Example kdump configuration
variant: fcos
version: 1.4.0
kernel_arguments:
  should_exist:
  - 'crashkernel=300M'
systemd:
  units:
  - name: kdump.service
    enabled: true

Configuring kdump after initial provision

  1. Set the crashkernel kernel argument

    sudo rpm-ostree kargs --append='crashkernel=300M'

    Mais informações sobre como modificar kargs via rpm-ostree.

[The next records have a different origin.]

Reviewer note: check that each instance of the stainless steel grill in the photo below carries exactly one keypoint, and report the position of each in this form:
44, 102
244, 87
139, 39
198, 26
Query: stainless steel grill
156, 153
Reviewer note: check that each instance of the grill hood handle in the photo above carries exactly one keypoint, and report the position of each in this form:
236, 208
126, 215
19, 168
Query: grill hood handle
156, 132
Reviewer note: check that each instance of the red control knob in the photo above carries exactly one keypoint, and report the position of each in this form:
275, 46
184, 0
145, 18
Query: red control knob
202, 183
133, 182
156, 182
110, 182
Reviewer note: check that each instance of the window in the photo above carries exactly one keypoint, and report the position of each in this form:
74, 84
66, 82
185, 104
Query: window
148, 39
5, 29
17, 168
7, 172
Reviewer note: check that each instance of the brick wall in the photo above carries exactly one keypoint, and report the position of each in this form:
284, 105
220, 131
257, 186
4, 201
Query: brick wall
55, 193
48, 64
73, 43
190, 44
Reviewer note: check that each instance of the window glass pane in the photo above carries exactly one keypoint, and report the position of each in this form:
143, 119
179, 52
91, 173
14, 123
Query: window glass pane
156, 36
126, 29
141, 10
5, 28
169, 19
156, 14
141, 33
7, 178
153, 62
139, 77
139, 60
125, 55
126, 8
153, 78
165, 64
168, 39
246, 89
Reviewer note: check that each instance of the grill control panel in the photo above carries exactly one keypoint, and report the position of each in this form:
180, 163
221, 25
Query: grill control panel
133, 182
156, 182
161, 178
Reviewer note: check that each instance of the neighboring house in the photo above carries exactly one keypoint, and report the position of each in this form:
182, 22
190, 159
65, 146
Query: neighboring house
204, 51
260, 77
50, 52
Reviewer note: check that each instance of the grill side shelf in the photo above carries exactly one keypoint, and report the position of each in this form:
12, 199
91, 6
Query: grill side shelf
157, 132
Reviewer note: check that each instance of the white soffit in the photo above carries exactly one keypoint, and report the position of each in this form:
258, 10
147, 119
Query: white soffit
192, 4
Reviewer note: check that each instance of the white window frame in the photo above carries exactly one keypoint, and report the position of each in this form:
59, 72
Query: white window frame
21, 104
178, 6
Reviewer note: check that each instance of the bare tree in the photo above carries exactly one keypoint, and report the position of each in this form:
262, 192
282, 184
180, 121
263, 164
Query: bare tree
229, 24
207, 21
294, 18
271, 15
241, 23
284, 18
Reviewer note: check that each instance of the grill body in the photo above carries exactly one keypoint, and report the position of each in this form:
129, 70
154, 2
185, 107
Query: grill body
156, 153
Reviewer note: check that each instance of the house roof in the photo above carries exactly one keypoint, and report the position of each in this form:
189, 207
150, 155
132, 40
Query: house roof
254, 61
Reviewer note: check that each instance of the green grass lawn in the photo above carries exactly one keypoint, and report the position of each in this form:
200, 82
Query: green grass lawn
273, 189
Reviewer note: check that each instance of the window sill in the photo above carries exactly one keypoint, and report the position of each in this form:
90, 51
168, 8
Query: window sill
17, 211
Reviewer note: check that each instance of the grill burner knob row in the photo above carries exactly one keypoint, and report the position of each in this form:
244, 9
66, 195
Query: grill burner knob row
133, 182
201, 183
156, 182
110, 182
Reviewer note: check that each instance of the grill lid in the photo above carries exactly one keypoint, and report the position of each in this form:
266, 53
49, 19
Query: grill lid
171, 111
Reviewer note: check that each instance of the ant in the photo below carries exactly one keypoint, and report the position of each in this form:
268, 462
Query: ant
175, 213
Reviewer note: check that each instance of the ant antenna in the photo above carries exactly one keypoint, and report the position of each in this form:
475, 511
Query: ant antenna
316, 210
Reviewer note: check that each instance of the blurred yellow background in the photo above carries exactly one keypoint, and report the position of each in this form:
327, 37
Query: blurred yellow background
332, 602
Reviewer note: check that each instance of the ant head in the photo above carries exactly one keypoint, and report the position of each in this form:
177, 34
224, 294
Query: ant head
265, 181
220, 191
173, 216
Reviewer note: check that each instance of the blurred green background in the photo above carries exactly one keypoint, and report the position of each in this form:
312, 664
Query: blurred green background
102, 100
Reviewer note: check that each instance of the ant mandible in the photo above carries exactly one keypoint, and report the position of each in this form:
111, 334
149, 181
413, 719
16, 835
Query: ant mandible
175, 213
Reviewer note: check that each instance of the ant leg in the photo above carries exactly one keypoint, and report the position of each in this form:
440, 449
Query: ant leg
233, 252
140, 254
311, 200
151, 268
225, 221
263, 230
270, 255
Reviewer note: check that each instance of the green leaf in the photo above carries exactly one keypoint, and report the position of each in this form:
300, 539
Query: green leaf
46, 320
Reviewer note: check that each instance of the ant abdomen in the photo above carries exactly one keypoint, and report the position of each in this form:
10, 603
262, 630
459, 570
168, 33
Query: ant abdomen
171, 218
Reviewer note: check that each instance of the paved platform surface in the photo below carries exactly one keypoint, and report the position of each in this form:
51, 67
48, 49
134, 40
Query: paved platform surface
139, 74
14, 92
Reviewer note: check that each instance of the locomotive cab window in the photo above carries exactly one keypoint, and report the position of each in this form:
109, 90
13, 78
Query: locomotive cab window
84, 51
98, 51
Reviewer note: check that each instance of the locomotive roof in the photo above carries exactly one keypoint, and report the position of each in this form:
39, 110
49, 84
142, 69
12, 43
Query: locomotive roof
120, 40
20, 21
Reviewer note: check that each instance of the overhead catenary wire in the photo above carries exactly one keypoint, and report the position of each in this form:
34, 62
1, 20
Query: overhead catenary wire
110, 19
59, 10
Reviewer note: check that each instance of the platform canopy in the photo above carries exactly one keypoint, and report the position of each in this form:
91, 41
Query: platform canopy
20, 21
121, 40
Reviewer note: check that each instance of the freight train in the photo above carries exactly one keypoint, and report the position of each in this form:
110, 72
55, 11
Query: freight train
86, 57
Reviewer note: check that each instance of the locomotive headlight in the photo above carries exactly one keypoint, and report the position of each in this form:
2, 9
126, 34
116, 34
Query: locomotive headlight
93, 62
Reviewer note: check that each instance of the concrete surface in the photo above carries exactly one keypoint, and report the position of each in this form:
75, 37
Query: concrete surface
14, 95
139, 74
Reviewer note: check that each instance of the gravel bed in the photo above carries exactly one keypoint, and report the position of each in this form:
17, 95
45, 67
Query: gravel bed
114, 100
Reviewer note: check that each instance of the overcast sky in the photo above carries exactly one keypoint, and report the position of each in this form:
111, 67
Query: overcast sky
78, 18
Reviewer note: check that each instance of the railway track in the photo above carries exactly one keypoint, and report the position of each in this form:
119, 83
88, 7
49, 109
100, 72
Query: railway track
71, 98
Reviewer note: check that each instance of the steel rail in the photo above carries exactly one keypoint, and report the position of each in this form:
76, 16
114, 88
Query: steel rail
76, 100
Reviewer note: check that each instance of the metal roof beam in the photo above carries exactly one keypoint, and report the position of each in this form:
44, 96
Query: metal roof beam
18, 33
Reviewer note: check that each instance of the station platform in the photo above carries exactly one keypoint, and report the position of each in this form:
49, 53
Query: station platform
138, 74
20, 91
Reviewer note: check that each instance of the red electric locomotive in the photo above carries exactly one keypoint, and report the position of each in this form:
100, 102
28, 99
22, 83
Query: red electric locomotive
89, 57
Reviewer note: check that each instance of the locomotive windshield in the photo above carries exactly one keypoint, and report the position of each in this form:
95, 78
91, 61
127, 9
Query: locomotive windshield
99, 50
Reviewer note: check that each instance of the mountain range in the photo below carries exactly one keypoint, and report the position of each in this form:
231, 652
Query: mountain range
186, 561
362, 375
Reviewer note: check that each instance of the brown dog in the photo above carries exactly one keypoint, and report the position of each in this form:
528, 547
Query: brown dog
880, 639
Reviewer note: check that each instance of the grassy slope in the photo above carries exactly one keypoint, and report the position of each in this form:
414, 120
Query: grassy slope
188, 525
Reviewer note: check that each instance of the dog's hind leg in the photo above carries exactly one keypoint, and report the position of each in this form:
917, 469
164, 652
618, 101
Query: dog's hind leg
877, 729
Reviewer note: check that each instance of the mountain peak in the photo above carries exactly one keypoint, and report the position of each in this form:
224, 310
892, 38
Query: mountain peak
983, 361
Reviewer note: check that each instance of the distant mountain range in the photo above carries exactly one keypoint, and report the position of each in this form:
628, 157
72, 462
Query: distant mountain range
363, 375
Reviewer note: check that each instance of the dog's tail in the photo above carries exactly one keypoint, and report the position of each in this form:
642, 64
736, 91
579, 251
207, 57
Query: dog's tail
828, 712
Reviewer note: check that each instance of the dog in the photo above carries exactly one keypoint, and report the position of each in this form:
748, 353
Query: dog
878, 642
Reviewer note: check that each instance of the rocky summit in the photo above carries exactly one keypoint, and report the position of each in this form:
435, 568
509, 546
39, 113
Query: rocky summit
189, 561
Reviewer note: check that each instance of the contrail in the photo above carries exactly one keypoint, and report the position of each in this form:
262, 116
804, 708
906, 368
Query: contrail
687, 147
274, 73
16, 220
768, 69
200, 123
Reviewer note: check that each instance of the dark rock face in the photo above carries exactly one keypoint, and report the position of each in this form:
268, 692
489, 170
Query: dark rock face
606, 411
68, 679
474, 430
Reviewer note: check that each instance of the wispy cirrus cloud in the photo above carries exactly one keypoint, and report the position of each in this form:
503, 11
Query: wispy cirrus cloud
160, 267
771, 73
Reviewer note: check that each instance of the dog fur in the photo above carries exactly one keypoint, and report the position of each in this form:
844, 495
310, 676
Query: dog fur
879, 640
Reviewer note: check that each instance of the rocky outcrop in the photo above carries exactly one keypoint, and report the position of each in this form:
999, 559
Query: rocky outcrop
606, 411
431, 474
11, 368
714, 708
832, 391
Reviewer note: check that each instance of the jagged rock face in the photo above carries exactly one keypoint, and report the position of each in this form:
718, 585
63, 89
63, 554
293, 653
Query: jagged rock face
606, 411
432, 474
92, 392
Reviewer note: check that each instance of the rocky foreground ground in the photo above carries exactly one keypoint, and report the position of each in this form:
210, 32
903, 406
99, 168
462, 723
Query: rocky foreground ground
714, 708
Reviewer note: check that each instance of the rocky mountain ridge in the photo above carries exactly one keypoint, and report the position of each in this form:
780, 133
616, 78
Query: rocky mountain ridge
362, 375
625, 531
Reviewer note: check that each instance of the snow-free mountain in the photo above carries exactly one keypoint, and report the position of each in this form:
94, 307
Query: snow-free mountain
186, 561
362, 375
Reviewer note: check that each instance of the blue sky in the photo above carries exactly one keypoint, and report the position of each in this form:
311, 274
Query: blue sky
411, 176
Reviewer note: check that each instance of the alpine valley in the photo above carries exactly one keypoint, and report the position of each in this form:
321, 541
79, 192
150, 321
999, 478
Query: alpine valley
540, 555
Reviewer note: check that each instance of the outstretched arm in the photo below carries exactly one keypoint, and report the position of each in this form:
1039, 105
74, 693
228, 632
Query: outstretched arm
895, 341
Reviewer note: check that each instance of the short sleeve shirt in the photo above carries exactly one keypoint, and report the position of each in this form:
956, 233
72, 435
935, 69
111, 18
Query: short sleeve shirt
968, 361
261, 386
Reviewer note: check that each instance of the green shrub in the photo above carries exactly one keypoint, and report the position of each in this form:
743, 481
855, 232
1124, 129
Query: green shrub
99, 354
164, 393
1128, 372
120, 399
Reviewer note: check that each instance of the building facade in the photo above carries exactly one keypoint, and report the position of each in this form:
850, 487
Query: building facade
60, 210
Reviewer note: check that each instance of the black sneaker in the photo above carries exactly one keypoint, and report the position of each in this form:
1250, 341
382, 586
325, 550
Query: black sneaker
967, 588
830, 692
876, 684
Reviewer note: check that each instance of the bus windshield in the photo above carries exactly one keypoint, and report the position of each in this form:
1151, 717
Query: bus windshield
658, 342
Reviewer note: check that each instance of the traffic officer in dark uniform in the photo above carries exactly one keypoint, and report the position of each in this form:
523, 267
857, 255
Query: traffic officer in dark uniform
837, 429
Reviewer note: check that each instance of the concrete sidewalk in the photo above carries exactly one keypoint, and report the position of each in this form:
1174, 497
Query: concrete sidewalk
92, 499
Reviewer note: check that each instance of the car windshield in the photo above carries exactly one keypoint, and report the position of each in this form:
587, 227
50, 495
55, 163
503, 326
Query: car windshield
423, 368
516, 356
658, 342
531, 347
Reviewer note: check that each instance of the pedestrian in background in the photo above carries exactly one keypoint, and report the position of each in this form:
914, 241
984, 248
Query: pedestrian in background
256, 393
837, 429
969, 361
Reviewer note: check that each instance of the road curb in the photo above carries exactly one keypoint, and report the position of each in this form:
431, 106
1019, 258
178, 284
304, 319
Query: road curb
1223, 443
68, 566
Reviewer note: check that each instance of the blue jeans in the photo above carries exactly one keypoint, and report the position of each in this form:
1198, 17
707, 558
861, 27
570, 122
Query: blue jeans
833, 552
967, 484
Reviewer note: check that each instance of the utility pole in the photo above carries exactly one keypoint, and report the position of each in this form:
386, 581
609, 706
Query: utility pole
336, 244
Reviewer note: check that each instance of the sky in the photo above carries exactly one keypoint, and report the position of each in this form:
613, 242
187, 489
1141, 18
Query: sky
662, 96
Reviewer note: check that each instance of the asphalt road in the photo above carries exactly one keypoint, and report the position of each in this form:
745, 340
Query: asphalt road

  2. Habilite o serviço systemd kdump.

    sudo systemctl enable kdump.service
  3. Reinicialize seu sistema.

    sudo systemctl reboot
É altamente recomendável testar a configuração após configurar o serviço kdump, com atenção extra para a quantidade de memória reservada para o kernel de travamento. Para informações sobre como testar se o kdump está devidamente armado e como analisar o despejo, consulte a documentação de kdump para Fedora e a documentação do kernel Linux sobre kdump.